Today we attended a seminar on Requirements Engineering at IST — “From the User’s Voice to the Technical Specifications of the Prototype” — led by two guest speakers with hands-on experience building hardware-software products: Rúben Oliveira, founder of Vision Volt, and Diogo Henriques, founder of Genoa Spark. Their practical perspective gave us a valuable outside view on where CosmoMeter stands and where it needs to go.

Starting with the Hardware

On the microprocessor side, the guidance was clear: for the MVP, prioritise something fast, easy to program — Arduino or MicroPython compatible — and capable of lasting at least 8 hours to cover a full flight. Ease of programming and accessibility matter more than optimisation at this stage.

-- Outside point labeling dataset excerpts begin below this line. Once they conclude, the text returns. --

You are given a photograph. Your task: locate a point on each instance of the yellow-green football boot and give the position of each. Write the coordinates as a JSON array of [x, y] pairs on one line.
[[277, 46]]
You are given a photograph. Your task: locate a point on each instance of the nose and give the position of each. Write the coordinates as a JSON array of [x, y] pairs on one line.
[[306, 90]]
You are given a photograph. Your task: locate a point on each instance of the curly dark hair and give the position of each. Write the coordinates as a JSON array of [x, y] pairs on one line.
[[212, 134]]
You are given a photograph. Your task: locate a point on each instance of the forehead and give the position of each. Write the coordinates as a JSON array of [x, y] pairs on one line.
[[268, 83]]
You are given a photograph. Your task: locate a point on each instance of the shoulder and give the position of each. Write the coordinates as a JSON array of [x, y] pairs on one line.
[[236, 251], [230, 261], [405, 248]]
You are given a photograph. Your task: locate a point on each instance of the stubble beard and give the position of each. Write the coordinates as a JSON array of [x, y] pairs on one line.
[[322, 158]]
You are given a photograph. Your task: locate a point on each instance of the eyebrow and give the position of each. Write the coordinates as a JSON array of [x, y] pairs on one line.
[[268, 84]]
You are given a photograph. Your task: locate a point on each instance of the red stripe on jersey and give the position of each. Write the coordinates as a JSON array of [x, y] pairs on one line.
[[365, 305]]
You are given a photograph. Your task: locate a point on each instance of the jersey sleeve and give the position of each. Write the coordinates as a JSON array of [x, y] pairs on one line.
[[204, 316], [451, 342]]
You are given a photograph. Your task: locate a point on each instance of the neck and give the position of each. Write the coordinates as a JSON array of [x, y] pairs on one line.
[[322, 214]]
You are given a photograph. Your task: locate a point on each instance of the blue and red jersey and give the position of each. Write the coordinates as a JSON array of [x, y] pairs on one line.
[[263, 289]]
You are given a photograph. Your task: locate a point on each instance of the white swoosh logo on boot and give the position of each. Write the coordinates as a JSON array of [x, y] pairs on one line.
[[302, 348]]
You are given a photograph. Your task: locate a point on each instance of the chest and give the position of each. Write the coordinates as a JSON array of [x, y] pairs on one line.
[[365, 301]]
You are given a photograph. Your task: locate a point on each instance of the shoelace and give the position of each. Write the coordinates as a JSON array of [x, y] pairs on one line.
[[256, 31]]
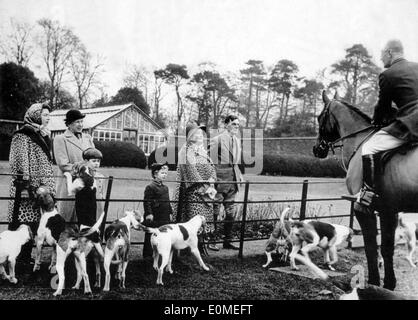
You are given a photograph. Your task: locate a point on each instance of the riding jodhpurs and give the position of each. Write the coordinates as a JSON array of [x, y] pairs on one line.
[[380, 141]]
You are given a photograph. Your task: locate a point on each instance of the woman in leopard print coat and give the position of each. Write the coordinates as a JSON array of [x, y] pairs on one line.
[[30, 155], [194, 164]]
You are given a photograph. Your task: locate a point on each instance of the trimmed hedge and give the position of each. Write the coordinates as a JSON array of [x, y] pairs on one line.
[[301, 166], [121, 154], [172, 159]]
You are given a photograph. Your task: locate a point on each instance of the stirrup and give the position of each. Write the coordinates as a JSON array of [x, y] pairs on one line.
[[367, 197]]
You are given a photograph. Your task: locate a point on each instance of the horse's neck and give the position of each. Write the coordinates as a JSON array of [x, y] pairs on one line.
[[348, 123]]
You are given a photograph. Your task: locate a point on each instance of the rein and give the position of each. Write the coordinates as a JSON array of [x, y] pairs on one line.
[[332, 145]]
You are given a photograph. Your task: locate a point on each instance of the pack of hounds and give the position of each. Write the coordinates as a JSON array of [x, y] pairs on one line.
[[66, 239], [291, 239]]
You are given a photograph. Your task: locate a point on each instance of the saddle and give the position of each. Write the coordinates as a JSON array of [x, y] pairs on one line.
[[354, 177], [385, 156]]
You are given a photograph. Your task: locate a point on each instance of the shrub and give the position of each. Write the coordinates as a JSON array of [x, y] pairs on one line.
[[301, 166], [121, 154], [171, 159]]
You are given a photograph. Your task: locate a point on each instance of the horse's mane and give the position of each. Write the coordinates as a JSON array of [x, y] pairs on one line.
[[356, 110]]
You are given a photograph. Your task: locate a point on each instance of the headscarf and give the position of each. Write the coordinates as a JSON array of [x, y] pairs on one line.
[[34, 130], [33, 118]]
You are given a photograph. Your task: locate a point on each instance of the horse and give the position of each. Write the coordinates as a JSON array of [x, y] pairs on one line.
[[345, 126]]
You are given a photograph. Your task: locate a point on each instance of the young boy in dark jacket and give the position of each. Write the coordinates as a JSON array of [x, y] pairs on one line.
[[157, 211]]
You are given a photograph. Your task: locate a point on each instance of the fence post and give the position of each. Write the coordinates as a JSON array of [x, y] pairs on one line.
[[303, 200], [14, 224], [244, 217], [106, 206], [350, 243]]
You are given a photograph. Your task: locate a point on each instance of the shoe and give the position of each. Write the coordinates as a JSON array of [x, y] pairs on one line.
[[213, 247], [228, 245]]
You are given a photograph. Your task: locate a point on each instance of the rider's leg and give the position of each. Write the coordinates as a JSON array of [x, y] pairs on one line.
[[380, 141]]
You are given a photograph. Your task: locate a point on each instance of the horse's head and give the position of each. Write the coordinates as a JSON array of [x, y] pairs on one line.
[[328, 129]]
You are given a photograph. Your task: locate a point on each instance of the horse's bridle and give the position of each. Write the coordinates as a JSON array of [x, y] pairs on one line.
[[325, 145]]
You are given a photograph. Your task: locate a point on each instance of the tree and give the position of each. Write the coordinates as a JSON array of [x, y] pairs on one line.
[[127, 95], [139, 77], [63, 98], [309, 93], [213, 95], [282, 80], [357, 73], [57, 44], [253, 75], [16, 46], [19, 88], [175, 74], [85, 73]]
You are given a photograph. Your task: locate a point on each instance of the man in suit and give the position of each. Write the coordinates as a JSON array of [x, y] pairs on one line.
[[68, 153], [398, 84], [225, 151]]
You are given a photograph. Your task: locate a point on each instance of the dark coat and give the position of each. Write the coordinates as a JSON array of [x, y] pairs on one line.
[[155, 195], [399, 84]]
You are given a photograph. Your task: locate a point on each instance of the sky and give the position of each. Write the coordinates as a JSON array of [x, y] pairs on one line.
[[312, 33]]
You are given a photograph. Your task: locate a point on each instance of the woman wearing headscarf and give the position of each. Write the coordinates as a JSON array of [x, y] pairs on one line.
[[30, 157], [194, 165]]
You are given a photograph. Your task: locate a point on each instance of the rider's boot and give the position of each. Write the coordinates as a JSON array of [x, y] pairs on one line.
[[367, 198]]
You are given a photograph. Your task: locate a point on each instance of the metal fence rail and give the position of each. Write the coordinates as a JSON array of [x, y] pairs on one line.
[[242, 239]]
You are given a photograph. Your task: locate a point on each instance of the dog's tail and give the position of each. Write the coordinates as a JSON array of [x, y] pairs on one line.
[[95, 227], [315, 269], [283, 215], [154, 231]]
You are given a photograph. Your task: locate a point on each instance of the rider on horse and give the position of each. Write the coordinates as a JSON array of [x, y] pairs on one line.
[[398, 84]]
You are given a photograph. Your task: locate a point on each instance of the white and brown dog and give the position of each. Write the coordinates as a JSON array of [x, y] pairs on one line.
[[407, 231], [80, 244], [279, 239], [308, 235], [10, 245], [170, 237], [118, 237], [64, 240], [83, 177]]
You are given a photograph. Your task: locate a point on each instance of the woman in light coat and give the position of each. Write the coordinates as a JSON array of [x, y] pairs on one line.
[[68, 154]]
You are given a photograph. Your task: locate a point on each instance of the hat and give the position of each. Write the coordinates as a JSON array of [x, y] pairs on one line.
[[191, 126], [92, 153], [157, 167], [73, 115]]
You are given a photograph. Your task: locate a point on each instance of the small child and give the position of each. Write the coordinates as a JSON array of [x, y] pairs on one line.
[[157, 212], [86, 199]]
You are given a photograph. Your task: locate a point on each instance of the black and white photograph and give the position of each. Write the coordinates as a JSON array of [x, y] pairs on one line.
[[227, 152]]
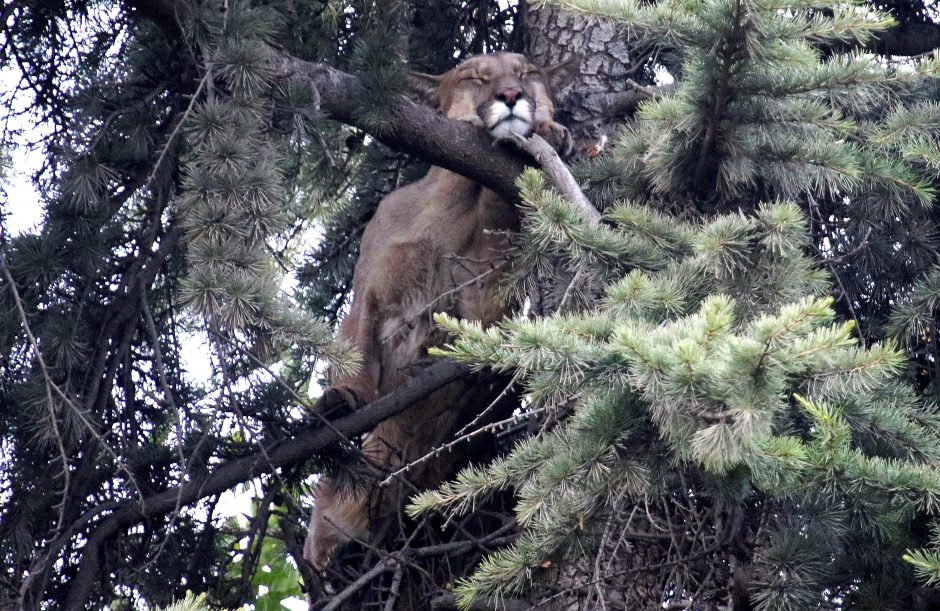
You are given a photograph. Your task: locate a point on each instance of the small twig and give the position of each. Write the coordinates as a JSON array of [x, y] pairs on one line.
[[386, 564], [453, 443], [396, 586]]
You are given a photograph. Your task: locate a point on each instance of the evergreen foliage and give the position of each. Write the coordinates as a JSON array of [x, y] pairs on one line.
[[718, 414], [755, 386]]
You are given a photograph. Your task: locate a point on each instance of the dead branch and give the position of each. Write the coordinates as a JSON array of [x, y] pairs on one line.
[[299, 448], [558, 172]]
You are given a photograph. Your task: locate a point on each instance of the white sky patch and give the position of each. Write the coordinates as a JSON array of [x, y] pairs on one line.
[[22, 206]]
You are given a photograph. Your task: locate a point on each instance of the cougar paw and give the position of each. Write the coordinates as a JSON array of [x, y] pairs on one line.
[[472, 119], [336, 402], [557, 135]]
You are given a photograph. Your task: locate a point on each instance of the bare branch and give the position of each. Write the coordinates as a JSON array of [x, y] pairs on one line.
[[291, 451]]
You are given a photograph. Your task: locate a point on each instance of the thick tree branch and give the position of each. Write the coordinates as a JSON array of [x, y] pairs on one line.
[[412, 128], [283, 453]]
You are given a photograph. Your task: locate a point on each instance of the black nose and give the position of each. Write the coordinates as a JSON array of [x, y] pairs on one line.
[[509, 96]]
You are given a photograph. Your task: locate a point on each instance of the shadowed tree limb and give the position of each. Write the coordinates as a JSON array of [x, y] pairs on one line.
[[299, 448]]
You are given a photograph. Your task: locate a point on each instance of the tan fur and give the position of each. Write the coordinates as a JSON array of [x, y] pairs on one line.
[[437, 245]]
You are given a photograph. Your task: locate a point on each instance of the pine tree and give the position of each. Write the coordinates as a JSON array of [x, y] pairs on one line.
[[723, 438], [707, 419]]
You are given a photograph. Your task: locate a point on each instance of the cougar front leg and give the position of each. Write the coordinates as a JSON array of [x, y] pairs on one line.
[[557, 135], [348, 392]]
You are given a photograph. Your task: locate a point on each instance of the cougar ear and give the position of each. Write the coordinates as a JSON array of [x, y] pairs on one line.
[[425, 86], [561, 75]]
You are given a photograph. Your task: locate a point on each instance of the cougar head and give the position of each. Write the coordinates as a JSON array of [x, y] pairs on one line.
[[502, 92]]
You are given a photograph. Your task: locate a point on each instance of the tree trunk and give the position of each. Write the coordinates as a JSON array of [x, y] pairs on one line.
[[588, 105]]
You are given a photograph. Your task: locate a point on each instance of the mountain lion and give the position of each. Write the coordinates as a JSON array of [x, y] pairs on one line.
[[437, 245]]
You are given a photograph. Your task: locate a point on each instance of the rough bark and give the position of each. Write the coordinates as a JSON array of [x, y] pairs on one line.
[[600, 93]]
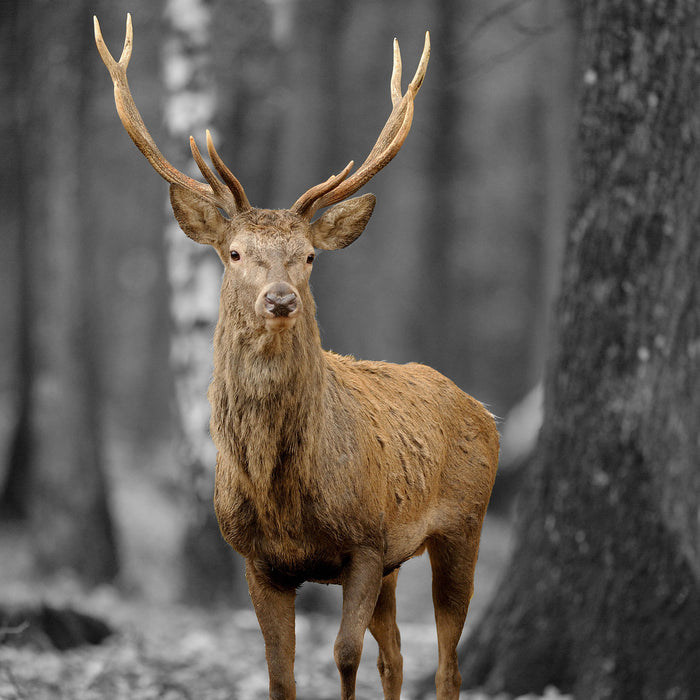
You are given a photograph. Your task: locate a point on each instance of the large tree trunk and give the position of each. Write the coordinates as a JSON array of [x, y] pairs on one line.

Why Not Just Use a Regular Dosimeter?

A fair challenge was raised: why are we building this at all when dosimeters already exist? The answer lies in context. Standard dosimeters are used in hospitals and nuclear facilities by trained technicians — they’re not designed for aviation environments, nor do they provide the kind of real-time, flight-contextualised data that makes the information actionable for crew. That’s precisely where our value lies.

Where the Real Value Is

The seminar reinforced something important: our chain of value isn’t just the radiation measurement itself — it’s the real-time data and, crucially, how we present it. A number on a screen means little without context. The way we visualise and communicate exposure data to crew is what will set CosmoMeter apart.

Differentiation Through Altitude Correlation

One particularly interesting suggestion: correlating radiation readings with altitude data. This would allow us to show not just how much radiation was detected, but when and at what flight phase — adding a layer of insight that a standalone dosimeter simply cannot offer.

Making the Most of What We Already Have

A sharp question was also raised: what other data can we draw from sources already available to us, without needing to pull from additional external systems? This is a constraint worth designing around — keeping the device self-contained and the data pipeline as simple as possible while still delivering meaningful output.